FIS Stanford 2023

The hands and feet of AI and the renewable energy transition

A foundation stone of the transition to renewable energy is paradoxically a major contributor to the problem it’s helping to solve. How asset owners think about investing in a solution that is also part of the problem is a challenging and complex task.

Semiconductors are integral to the transition to renewable energy and the development of AI. But investors face a paradox when semiconductor production itself has such a large environmental footprint.

The energy transition and the growth of AI is inconceivable without semiconductors, Pictet Asset Management senior portfolio manager Luciano Diana told the Top1000funds.com Fiduciary Investors Symposium at Stanford University.

Diana said the question facing investors is whether semiconductors are a very simple enabler of the energy transition, or whether they a growing environmental problem, “and the answer is both, actually”.

“We do have a paradox, because they are crucial for the green transition,” he said.

“They enable electrification, decarbonisation and energy efficiency. At the same time, they have an environmental footprint which is growing very rapidly in-line with our data economy.”

That footprint includes the use of large quantities of water, and (perhaps ironically) energy consumption.

“Should an investor like me, a responsible investor, allocate capital to this important and growing industry? Should I avoid it altogether? It’s a very complex topic,” Diana said.

Diana said calculating the footprint of semiconductor manufacturing is complex and bedevilled by incomplete data and, in any case, only tells part of the total story. But the energy transition can’t happen without increased semiconductor production so Pictet applies two conceptual frameworks to its investment decisions. The first is the concept of planetary boundaries, originally developed by the Stockholm Resilience Centre.

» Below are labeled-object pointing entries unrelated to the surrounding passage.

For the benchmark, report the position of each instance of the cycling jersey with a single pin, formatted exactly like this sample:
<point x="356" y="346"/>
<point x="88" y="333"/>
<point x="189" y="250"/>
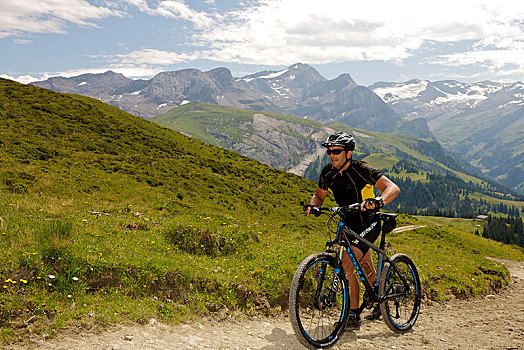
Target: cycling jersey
<point x="353" y="185"/>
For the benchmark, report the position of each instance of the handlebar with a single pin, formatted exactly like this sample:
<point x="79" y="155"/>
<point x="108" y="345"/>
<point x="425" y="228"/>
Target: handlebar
<point x="341" y="211"/>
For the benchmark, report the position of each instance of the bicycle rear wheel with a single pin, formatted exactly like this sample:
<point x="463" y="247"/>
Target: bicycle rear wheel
<point x="318" y="319"/>
<point x="401" y="306"/>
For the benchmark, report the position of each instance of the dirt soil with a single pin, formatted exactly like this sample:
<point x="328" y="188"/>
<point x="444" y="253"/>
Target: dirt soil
<point x="490" y="322"/>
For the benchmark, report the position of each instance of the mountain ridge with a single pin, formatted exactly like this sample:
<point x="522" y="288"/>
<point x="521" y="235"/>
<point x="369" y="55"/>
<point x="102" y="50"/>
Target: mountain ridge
<point x="297" y="90"/>
<point x="483" y="122"/>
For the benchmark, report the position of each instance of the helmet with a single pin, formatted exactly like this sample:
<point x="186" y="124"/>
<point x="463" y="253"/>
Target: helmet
<point x="340" y="139"/>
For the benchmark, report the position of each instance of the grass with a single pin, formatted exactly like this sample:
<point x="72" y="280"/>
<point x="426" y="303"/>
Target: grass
<point x="109" y="218"/>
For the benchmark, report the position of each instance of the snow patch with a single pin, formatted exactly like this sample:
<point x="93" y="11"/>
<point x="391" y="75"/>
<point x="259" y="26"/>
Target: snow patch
<point x="269" y="76"/>
<point x="401" y="91"/>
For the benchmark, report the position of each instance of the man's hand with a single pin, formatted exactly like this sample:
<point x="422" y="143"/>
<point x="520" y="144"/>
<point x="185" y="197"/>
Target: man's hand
<point x="311" y="209"/>
<point x="372" y="203"/>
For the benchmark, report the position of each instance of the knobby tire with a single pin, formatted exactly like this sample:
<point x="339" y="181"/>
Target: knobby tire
<point x="318" y="322"/>
<point x="400" y="313"/>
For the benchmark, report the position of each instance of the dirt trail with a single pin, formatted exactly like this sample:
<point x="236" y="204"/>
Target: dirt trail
<point x="491" y="322"/>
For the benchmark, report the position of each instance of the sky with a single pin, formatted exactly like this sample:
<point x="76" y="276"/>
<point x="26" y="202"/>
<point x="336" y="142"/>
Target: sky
<point x="393" y="41"/>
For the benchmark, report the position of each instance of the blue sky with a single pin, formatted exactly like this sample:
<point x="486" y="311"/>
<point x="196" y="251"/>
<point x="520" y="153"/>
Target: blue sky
<point x="371" y="40"/>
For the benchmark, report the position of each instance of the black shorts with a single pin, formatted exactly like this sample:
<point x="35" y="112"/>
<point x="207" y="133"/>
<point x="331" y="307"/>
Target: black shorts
<point x="369" y="229"/>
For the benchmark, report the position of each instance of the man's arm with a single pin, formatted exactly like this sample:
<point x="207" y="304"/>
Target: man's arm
<point x="389" y="192"/>
<point x="317" y="199"/>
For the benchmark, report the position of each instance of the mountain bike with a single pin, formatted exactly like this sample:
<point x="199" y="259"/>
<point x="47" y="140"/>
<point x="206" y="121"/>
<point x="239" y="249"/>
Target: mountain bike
<point x="319" y="298"/>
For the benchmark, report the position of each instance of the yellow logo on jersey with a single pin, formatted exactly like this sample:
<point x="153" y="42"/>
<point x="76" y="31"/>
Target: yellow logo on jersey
<point x="367" y="192"/>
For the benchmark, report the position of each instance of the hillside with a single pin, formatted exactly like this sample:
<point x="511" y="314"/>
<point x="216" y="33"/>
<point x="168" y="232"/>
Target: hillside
<point x="106" y="217"/>
<point x="298" y="90"/>
<point x="483" y="122"/>
<point x="293" y="144"/>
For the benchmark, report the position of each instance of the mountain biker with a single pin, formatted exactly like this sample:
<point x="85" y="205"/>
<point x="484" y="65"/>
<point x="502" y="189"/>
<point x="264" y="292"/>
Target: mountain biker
<point x="351" y="181"/>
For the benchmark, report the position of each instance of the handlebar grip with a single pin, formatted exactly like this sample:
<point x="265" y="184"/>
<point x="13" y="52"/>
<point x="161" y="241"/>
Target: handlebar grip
<point x="313" y="210"/>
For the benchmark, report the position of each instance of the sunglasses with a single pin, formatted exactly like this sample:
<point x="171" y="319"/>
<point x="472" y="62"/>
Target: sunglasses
<point x="335" y="151"/>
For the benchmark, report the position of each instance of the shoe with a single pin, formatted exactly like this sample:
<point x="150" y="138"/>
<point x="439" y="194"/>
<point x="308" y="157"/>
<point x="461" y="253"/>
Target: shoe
<point x="353" y="321"/>
<point x="375" y="314"/>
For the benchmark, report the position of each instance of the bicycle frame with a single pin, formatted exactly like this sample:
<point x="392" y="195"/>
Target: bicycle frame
<point x="342" y="238"/>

“It comprises nine dimensions [including] climate change, biodiversity, freshwater, chemical pollution,” Diana said.

“These are all interconnected, it’s really crucial to understand this. And each dimension has a boundary that shouldn’t be crossed if we want to avoid nonlinear and irreversible change.”

(The Stockholm Resilience Centre reported earlier this month the six of the nine boundaries have already been crossed.)

The second conceptual framework is lifecycle analysis, which is an estimate of energy, water and raw material-related emissions that are associated with a product’s lifecycle. And the lifecycle analysis gives rise to the concept of a company’s “handprint”.

Diana said a company generates a handprint when it offers its customers a solution that has a lower footprint than business as usual. It is a positive environmental measure, and the bigger the better, and there’s theoretically no limit to a company’s handprint.

“This is the opposite concept to that of the footprint, where with the footprint we want to reduce it down to zero as much as possible,” he said.

“Here, we want to maximize it. And because it’s a difference between a baseline and a counterfactual scenario, measuring a handprint inherently is complex and cannot be done very precisely.”

This approach can, and does, give rise to scenarios whre an investor commits capital to a company it knows has a large and often growing environmental footprint, but for the sake of the role the company plays in reducing the footprints of others.

Diana says the aim is to identify and invest in companies that “only want to minimize their own footprint, but they also at the same time want to maximize their handprint on the rest of the economy”.

Semiconductors are a good example of this approach, and there are others. And while there’s been significant focus on the production of semiconductors, particularly as a result of heightened public interest in renewable energy and AI, Diana says it’s important to keep the environmental issues in perspective for two reasons.

“The first reason is that the emissions from semiconductor manufacturing alone are around 100 million tons of CO2 equivalent per year,” Diana said.

“That’s 0.2 per cent of the global total. But more importantly, this footprint of an industry doesn’t tell the whole story about the environmental impact that it has on the rest of the economy. It’s important and essential I should say to also look at the handprint.”